Semesta Kopi yang Menular
Mungkin karena semestanya memang kopi, maka orang yang bukan maniak pun bisa ketularan.
Setelah semingguan sibuk dengan aktifitas mengajar, seringkali di akhir pekan saya sempatkan refreshing di kafe, warkop atau di pinggir pantai. Saat rehatnya, digunakan bersantai sambil menikmati penganan tradisional, dan tentu saja segelas kopi. Saya bukan pemilih harus kopi jenis Robusta, Arabica, atau Kopi Luwak, yang penting kopi--dan harus sachet!.
Pernah dengar apa kata para pecandu kopi yang bilang, “kopi itu digiling, bukan digunting”?. Sebagai bukan maniak dalam urusan per-kopian, saya tahu pernyataan itu dimaksudkan, bahwa menikmati kopi semestinya di kedai kopi, bukan di rumah, atau menunya pastilah berupa kopi giling asli yang langsung disaring, bukan kopi sachet!.
Meskipun sama-sama digiling, tapi kopi sachet diyakini oleh para penikmat kopi sejati sebagai fake coffee alias bukan sebenar-benarnya kopi. Maka sebuah iklan kopi sachet harus memaksakan tambahan narasi, “ada kopi aslinya gaes!”.
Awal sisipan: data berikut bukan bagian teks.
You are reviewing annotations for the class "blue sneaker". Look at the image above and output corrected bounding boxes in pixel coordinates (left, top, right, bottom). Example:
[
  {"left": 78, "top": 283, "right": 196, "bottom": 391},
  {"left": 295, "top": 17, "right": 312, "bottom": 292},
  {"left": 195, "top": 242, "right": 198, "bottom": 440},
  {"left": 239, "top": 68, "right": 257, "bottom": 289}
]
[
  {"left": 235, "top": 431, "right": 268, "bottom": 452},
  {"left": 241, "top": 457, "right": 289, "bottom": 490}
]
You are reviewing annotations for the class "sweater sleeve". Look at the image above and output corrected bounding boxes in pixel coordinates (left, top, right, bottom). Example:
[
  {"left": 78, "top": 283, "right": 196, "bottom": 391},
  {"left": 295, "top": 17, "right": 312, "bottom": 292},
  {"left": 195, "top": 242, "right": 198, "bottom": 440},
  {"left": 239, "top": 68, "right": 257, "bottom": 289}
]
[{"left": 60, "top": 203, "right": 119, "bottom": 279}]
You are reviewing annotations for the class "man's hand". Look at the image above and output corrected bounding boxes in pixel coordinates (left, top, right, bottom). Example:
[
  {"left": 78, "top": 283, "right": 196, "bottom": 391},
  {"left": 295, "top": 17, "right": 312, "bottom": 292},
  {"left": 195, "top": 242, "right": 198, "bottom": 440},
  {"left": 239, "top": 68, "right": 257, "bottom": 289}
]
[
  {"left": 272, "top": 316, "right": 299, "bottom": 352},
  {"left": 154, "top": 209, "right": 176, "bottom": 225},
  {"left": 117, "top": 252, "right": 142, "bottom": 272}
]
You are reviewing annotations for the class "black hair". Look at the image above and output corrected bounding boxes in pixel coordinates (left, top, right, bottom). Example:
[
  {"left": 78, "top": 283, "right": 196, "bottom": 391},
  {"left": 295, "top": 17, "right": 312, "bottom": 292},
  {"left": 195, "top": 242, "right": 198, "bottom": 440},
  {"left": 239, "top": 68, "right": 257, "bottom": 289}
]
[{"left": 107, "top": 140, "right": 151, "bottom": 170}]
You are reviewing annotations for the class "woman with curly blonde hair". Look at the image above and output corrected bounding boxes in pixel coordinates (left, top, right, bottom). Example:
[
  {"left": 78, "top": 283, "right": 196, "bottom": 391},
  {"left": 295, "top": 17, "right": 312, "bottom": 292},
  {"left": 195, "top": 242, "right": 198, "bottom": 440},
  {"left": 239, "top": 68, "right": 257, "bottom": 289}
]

Kopi--persisnya entah sejak kapan, telah menjadi “teman setia”, tanpa memandang asal usul, apalagi perbedaan haluan partai politik. Meskipun ukurannya cuma jenis “kopi feminis”, saya menyebut begitu untuk membedakan dengan sebutan orang tentang kopi pahit, tanpa gula yang mungkin tepat disebut sebagai “kopi maskulin”.
Sementara kopi feminis, mungkin bisa coffee latte, capuchino, mochacino, atau kopi manis dingin alias “kopi mandi”. Setidaknya, begitu yang saya pahami sebagai orang awam, tapi merasa sok tahu.
Kenapa harus membahas kopi sachet alias kopi gunting?. Ini ada kaitan dengan sikon pandemi Covid19 yang pernah merajalela di tahun 2020-an. Istilah social distancing, physical distancing, work from home, stay at home, bahkan sekolah pun harus daring alias dalam jaringan alias online alias Belajar Dari Rumah (BDR).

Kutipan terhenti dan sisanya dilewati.